Zumeist werden Bestandsimmobilien erworben, die nach ihrer konkreten Lage, Bauqualität und Vermietung geprüft und beurteilt werden und wo die Cash Flows rasch fließen. Die Preise für Bestände sind stark gestiegen. Mehr als zwei bis drei Prozent Nettoanfangsrendite sind derzeit kaum erzielbar, nicht viel für ein illiquides Investment. Schnäppchen gibt es nicht mehr, vielmehr ist genaues Hinsehen gefordert. Die Folgerisiken von Bestandsimmobilien sind kaum kalkulierbar. Die Anforderungen der Mieter wie beispielsweise Home Office und Wanderung an periphere Standorte verändern sich. Europäische und nationale gesetzliche Vorschriften, vor allem im Bereich Klimaschutz, werden restriktiver. Wer Anpassungen versäumt, wird dies langfristig bei der Vermietung und Wertentwicklung des Objektes und damit bei seiner tatsächlichen Rentabilität spüren.

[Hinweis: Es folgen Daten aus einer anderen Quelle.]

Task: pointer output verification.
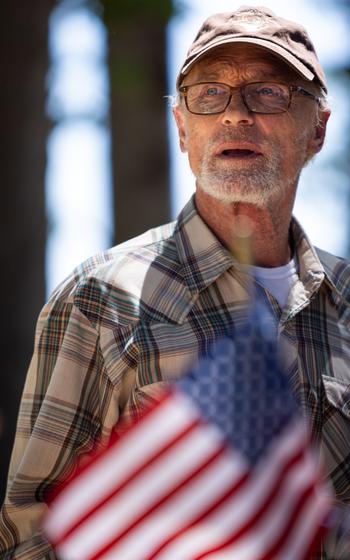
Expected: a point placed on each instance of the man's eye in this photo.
(211, 91)
(269, 91)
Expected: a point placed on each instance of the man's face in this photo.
(240, 156)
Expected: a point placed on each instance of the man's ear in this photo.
(317, 141)
(180, 121)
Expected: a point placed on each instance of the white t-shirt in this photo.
(279, 281)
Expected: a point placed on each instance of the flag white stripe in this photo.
(119, 462)
(181, 509)
(309, 520)
(275, 519)
(236, 512)
(139, 494)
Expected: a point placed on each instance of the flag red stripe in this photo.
(97, 457)
(228, 496)
(293, 518)
(113, 491)
(260, 513)
(220, 452)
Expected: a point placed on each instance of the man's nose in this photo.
(236, 113)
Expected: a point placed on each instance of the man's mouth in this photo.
(238, 153)
(238, 150)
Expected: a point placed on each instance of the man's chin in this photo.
(230, 194)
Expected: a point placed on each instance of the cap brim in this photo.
(268, 45)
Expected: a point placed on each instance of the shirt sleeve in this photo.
(68, 405)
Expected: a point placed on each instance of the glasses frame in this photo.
(292, 89)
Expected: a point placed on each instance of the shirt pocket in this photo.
(335, 441)
(337, 393)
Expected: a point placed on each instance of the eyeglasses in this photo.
(211, 98)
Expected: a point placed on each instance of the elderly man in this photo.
(251, 112)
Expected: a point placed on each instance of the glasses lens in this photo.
(265, 97)
(207, 98)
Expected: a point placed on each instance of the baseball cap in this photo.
(257, 25)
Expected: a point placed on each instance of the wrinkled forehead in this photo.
(240, 59)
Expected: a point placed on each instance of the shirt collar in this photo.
(204, 258)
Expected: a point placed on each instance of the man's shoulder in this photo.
(115, 284)
(337, 270)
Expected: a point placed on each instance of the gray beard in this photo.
(260, 183)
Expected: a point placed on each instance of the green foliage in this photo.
(126, 11)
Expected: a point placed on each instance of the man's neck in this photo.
(260, 232)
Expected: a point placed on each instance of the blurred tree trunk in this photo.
(137, 60)
(24, 62)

Forward Deals haben stark an Bedeutung gewonnen. Allerdings sind auch dort die Nettoanfangsrenditen unter Druck gekommen. Bei realistischer Kalkulation dürften die Nettoanfangsrenditen heute bei guten Projekten zwischen drei und 3,5 Prozent liegen. Die Perspektive des veräußernden Bauträgers bei Forward Deals ist kurz. Er will dadurch seine Liquidität schonen, sein Geschäftsrisiko reduzieren und seinen Gewinn optimieren. Langfristige Aspekte wie ökonomische und ökologische Nachhaltigkeit sind aus seiner Sicht sekundär. Der Vertragsgestaltung und -durchsetzung kommt deshalb eine besondere Bedeutung zu.

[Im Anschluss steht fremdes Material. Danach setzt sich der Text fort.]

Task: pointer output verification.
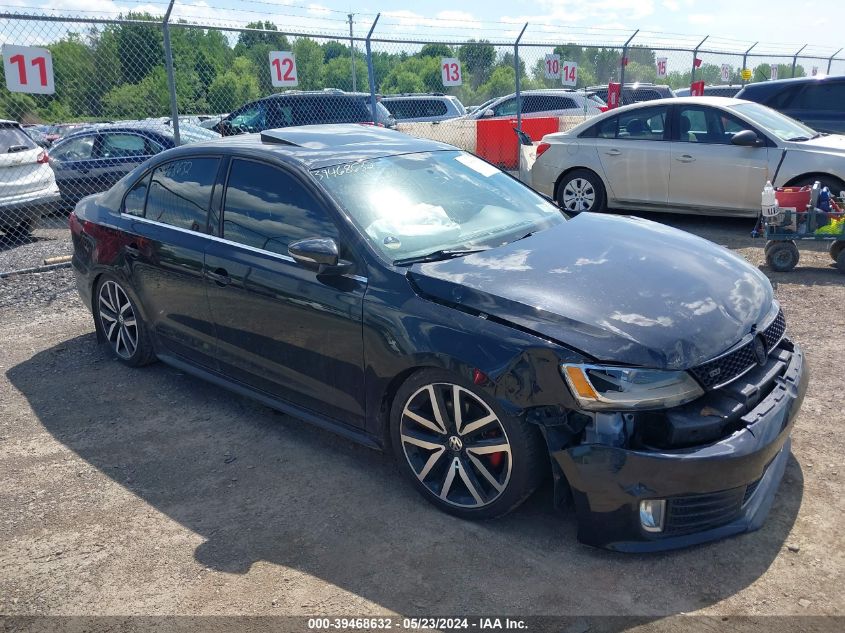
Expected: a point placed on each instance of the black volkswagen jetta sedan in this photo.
(415, 298)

Eine Alternative stellt der »Develop and hold«-Ansatz dar. Immobilien werden in einem Poolfonds oder Individualmandat zusammen mit einem erfahrenen Partner auf die eigenen Bücher entwickelt und dann in den langfristigen Bestand überführt. Der Investor realisiert den Entwicklungsgewinn selbst und senkt auf diese Weise seine Anschaffungskosten. Zudem sind die Erwerbsnebenkosten niedriger, da sie nur auf das Grundstück anfallen. So ist eine deutliche Überrendite erzielbar. Nutzt man die bestehenden KfW-Förderprogramme mit Tilgungszuschuss, lassen sich im Schnitt Ausschüttungsrenditen von 4,5 Prozent p.a. über die gesamte Haltedauer generieren.
Fazit
Die typischen Entwicklungsrisiken wie Planungszeiten, Bauzeiten und Baukosten kann man nicht ausschließen. Durch einen erfahrenen Partner, den Einstieg nach Vorliegen des Baurechts und die Streuung der Investitionen sind sie jedoch reduzierbar. Stresstests und Risikoanalysen zeigen zudem, dass diese kurzfristigen Risiken systematisch überschätzt werden. Ihnen stehen niedrigere Risiken in der anschließenden Haltephase gegenüber. Aufgrund der Interessensgleichheit von Investor und Entwickler entsteht ein robustes Investment mit ausgewogenem Verhältnis von Chance und Risiko. Letztlich haben alle Ansätze ihre Berechtigung, wenn sie zur Strategie und zum Portfolio des Investors passen. Es gilt überkommene Sichtweisen auf den Prüfstand zu stellen und langfristige Vor- und Nachteile gegeneinander abzuwägen, um zu einem sachgerechten Urteil zu kommen.